Millenarian Münster (which was declared to be the New Jerusalem) hung on between 1534 and 1535 . . . was an early example of radical egalitarian rule in practice, a clear warning of totalitarian nightmares to come and so extreme that it is better regarded as a preview of Maoism than of Bolshevism.

 

England in the early 17th century was a land in which political, social, and religious dissent were fusing in an increasingly dangerous manner, stirred up by the arrogance, high-handedness, and incompetence of the country’s first two Stuart kings (James I, a clever man, was known as “the wisest fool in Christendom;” his son, Charles I, was for the most part just a fool). The Pilgrim’s “corn collectivism” reflected both the traditions of the radical Reformation and growing intellectual turmoil in England at that time.

 

Fortunately, Governor William Bradford ended this misguided experiment, delivering what Tabarrok rightly refers to as “one of the most insightful statements of political economy ever penned”:

 

[Ending corn collectivism] had very good success, for it made all hands very industrious, so as much more corn was planted than otherwise would have been by any means the Governor or any other could use, and saved him a great deal of trouble, and gave far better content.

 

To borrow Elon Musk’s phrase, collectivism is a “mind virus,” indeed one of the most persistent examples of one that there is (Bradford gives Plato and “other ancients” as examples of those who succumbed to it). Kudos to the governor for noting the presence of the dread word “community” lurking amid the justifications for corn collectivism.
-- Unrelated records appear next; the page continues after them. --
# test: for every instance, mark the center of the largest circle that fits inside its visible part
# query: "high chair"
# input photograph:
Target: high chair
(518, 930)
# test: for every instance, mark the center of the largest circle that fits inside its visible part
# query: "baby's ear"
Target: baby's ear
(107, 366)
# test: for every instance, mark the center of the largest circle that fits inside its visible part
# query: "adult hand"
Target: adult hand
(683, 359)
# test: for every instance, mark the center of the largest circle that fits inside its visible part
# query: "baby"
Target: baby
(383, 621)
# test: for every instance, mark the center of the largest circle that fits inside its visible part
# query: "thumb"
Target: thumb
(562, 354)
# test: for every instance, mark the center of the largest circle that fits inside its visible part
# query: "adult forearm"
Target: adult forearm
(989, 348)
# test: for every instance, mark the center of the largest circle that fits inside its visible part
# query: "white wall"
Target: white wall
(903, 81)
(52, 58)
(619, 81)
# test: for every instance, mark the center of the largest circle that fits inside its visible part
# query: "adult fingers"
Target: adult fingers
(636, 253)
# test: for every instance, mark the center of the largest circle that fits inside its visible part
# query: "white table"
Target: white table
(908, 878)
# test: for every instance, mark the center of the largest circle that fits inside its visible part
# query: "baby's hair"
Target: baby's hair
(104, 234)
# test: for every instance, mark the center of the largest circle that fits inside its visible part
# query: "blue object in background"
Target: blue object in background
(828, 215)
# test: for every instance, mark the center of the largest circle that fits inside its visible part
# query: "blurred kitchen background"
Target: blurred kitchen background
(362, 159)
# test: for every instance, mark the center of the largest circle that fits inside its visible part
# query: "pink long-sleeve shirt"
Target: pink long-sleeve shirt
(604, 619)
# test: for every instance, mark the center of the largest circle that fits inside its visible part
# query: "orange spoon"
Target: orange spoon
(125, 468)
The idea “that the taking away of property and bringing in community into a commonwealth would make [people] happy and flourishing” was, he argued, a foolish and vain conceit.

 

This community (“so far as it was,” jeers Bradford) bred “much confusion and discontent” and shattered productivity.

 

Tabarrok:

 

Among Bradford’s many insights it’s amazing that he saw so clearly how collectivism failed not only as an economic system but that even among godly men “it did at least much diminish and take off the mutual respects that should be preserved amongst them.” And it shocks me to my core when he writes that to make the collectivist system work would have required “great tyranny and oppression.” Can you imagine how much pain the twentieth century could have avoided if Bradford’s insights been more widely recognized?

 

Indeed.

 

The problem, however (and this partially explains the survival of the collectivist mind virus over the millennia) is that for some the fact that making such a system “work” would require “great tyranny and oppression” was an obvious job opportunity.